Boneyard Tools

Diacritics, Unicode normalization and transliteration

How NFD and NFC normalization strip accents, why some letters need a manual map, and where transliteration to ASCII helps.

What a diacritic really is

A diacritic is a small mark added to a base letter to change its sound, such as the acute on e in cafe or the umlaut on u in Zurich. On screen the accented letter looks like a single glyph, but Unicode can represent it two ways: as one precomposed code point, or as a base letter followed by a separate combining mark. That dual nature is the key to removing accents cleanly, because once a letter is split apart the mark can simply be deleted.

NFD and NFC normalization

Unicode defines normalization forms that convert between the composed and decomposed views. NFD, the decomposition form, rewrites an accented letter as its base plus one or more combining marks that live in the U+0300 to U+036F range. This tool applies NFD, deletes every character in that combining range, then applies NFC to recompose whatever is left. The result keeps the plain base letters and drops only the accents, which is far safer than trying to match thousands of precomposed characters by hand.

Letters that will not decompose

Normalization does not solve everything, because some letters are not an accented form of an ASCII letter at all. The German sharp s, the ae and oe ligatures, thorn and eth from Old English and Icelandic, and stroked letters like o-slash and l-stroke have no base letter to fall back to. NFD leaves them intact, so the tool carries an explicit map that transliterates each one to a sensible ASCII string, turning the sharp s into ss and thorn into th rather than dropping them.

Where transliteration to ASCII helps

Plain ASCII is still the safest currency for machine-readable text. URL slugs, filenames, email local parts, sort keys and legacy database columns can all misbehave when fed accented bytes, sometimes double-encoding into mojibake. Stripping accents first gives you a clean, predictable string that you can then lowercase and slugify. It also improves matching, so a search for Munchen can find Munchen written with an umlaut once both sides are folded to ASCII.
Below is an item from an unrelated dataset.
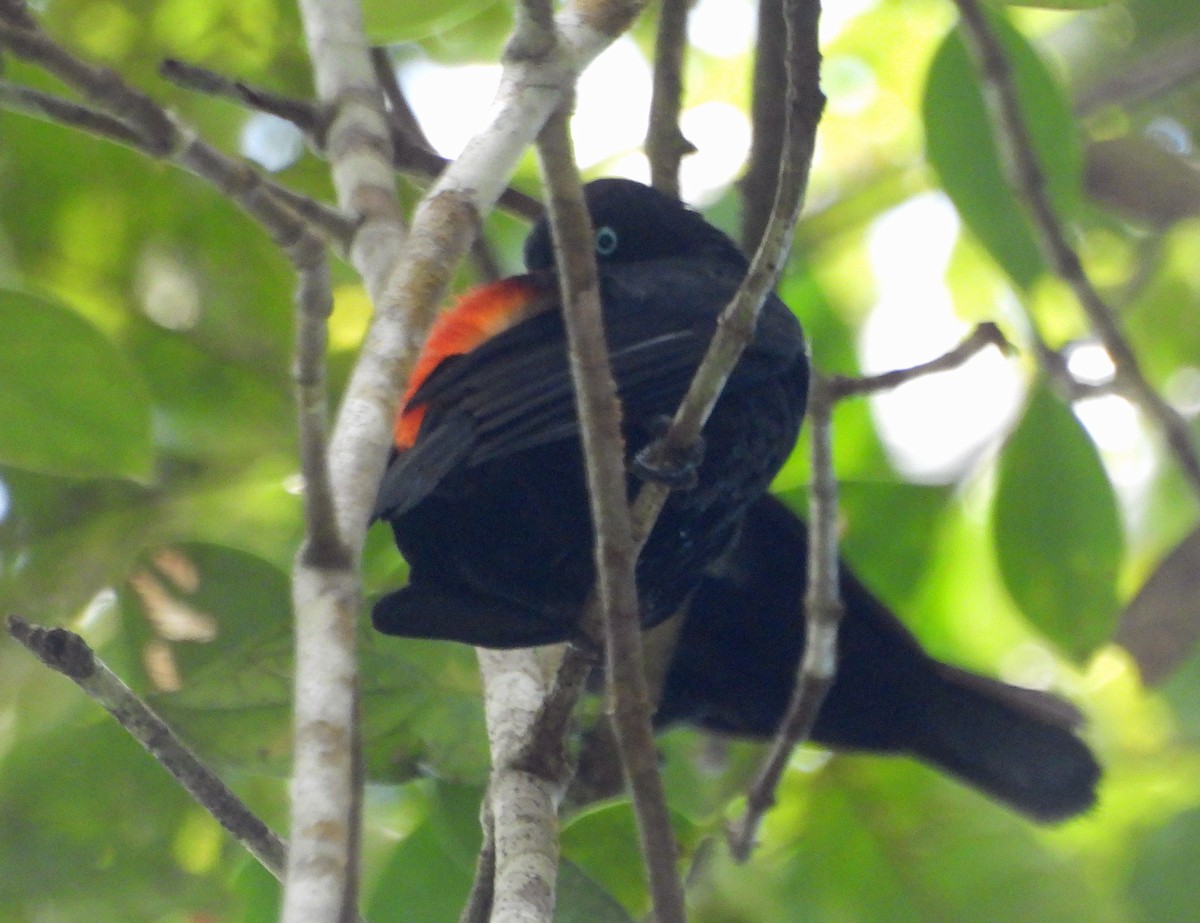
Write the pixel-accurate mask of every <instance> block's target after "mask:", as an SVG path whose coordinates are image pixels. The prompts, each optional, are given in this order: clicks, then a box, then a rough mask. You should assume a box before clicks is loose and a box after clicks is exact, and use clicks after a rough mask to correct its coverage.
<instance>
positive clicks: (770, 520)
mask: <svg viewBox="0 0 1200 923" xmlns="http://www.w3.org/2000/svg"><path fill="white" fill-rule="evenodd" d="M808 547H809V546H808V531H806V526H805V525H804V522H802V521H800V520H799V519H798V517H797V516H796V515H794V514H793V513H791V510H788V509H787V508H786V507H785V505H784V504H782V503H781V502H779V501H778V499H775V498H773V497H764V498H762V499H760V501H758V502H757V503H755V504H754V507H752V508H751V509H750V511H749V514H748V515H746V517H745V521H744V525H743V528H742V532H740V534H739V538H738V540H737V544H736V545H734V546H733V549H732V550H731V552H730V553H728V555H727V556H726V558H725V559H724V561H722V562H721V564H720V567H719V568H714V571H713V573H712V574H709V575H708V576H706V577H704V580H703V581H702V582H701V583H700V586H698V588H697V591H696V593H695V595H694V598H692V600H691V604H690V606H689V609H688V613H686V617H685V621H684V623H683V625H682V629H680V635H679V640H678V646H677V648H676V652H674V657H673V659H672V661H671V665H670V669H668V672H667V676H666V682H665V687H664V690H662V696H661V702H660V705H659V711H658V715H656V719H655V721H656V725H658V726H659V727H660V729H664V727H668V726H671V725H672V724H678V723H688V724H694V725H698V726H701V727H706V729H708V730H712V731H718V732H722V733H728V735H736V736H745V737H767V736H770V735H773V733H774V732H775V729H776V727H778V725H779V724H780V721H781V720H782V718H784V713H785V711H786V708H787V705H788V701H790V699H791V695H792V690H793V689H794V684H796V672H797V667H798V665H799V660H800V657H802V655H803V652H804V631H805V624H804V619H803V615H802V611H803V600H804V593H805V589H806V587H808V574H806V561H808ZM840 589H841V595H842V601H844V603H845V617H844V619H842V623H841V630H840V635H839V649H838V672H836V677H835V679H834V684H833V687H832V688H830V690H829V694H828V696H827V697H826V701H824V703H823V706H822V708H821V712H820V714H818V717H817V721H816V725H815V726H814V729H812V739H814V741H816V742H817V743H822V744H827V745H829V747H833V748H845V749H853V750H868V751H876V753H895V754H907V755H911V756H916V757H917V759H918V760H922V761H924V762H928V763H930V765H932V766H935V767H937V768H938V769H941V771H943V772H946V773H949V774H950V775H954V777H956V778H959V779H961V780H962V781H965V783H967V784H968V785H972V786H974V787H977V789H979V790H980V791H983V792H985V793H988V795H990V796H991V797H994V798H997V799H998V801H1001V802H1003V803H1006V804H1008V805H1009V807H1012V808H1015V809H1016V810H1019V811H1022V813H1025V814H1027V815H1030V816H1032V817H1034V819H1037V820H1040V821H1056V820H1062V819H1066V817H1069V816H1073V815H1075V814H1079V813H1081V811H1084V810H1086V809H1087V808H1090V807H1091V805H1092V804H1093V802H1094V801H1096V786H1097V783H1098V780H1099V775H1100V768H1099V766H1098V765H1097V762H1096V757H1094V756H1093V755H1092V753H1091V750H1090V749H1088V748H1087V745H1086V744H1085V743H1084V742H1082V741H1080V739H1079V737H1076V736H1075V733H1074V729H1075V727H1076V726H1078V725H1079V724H1080V723H1081V715H1080V713H1079V711H1078V709H1076V708H1075V707H1074V706H1072V705H1069V703H1068V702H1066V701H1063V700H1061V699H1058V697H1056V696H1052V695H1050V694H1048V693H1042V691H1036V690H1030V689H1021V688H1018V687H1013V685H1008V684H1006V683H1001V682H998V681H995V679H989V678H986V677H982V676H977V675H974V673H971V672H967V671H965V670H960V669H958V667H955V666H950V665H948V664H943V663H941V661H938V660H935V659H934V658H931V657H930V655H929V654H926V653H925V652H924V651H923V649H922V647H920V645H919V643H918V642H917V640H916V639H914V637H913V636H912V634H911V633H910V631H908V630H907V629H906V628H905V627H904V625H902V624H901V623H900V622H899V619H896V617H895V616H894V615H893V613H892V612H890V611H889V610H888V609H887V607H886V606H884V605H883V604H882V603H881V601H880V600H878V599H876V598H875V597H874V595H872V594H871V593H870V592H869V591H868V589H866V588H865V587H864V586H863V585H862V583H860V582H859V581H858V580H857V579H856V577H854V575H853V574H851V573H850V571H848V570H847V569H846V568H845V567H842V568H841V581H840Z"/></svg>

Frequently asked questions

Is removing accents the same as normalizing to NFC?

No. NFC only reshapes how a character is stored while keeping the accent. Removing accents goes further: it decomposes with NFD, deletes the combining marks, and transliterates special letters, so the accent is gone rather than merely recomposed.

Why not just strip every non-ASCII byte?

Because that deletes information. Blindly dropping non-ASCII bytes turns cafe with an accent into caf and loses the sharp s entirely. Decomposing first keeps the base letter, and the transliteration map preserves letters that have no direct ASCII form.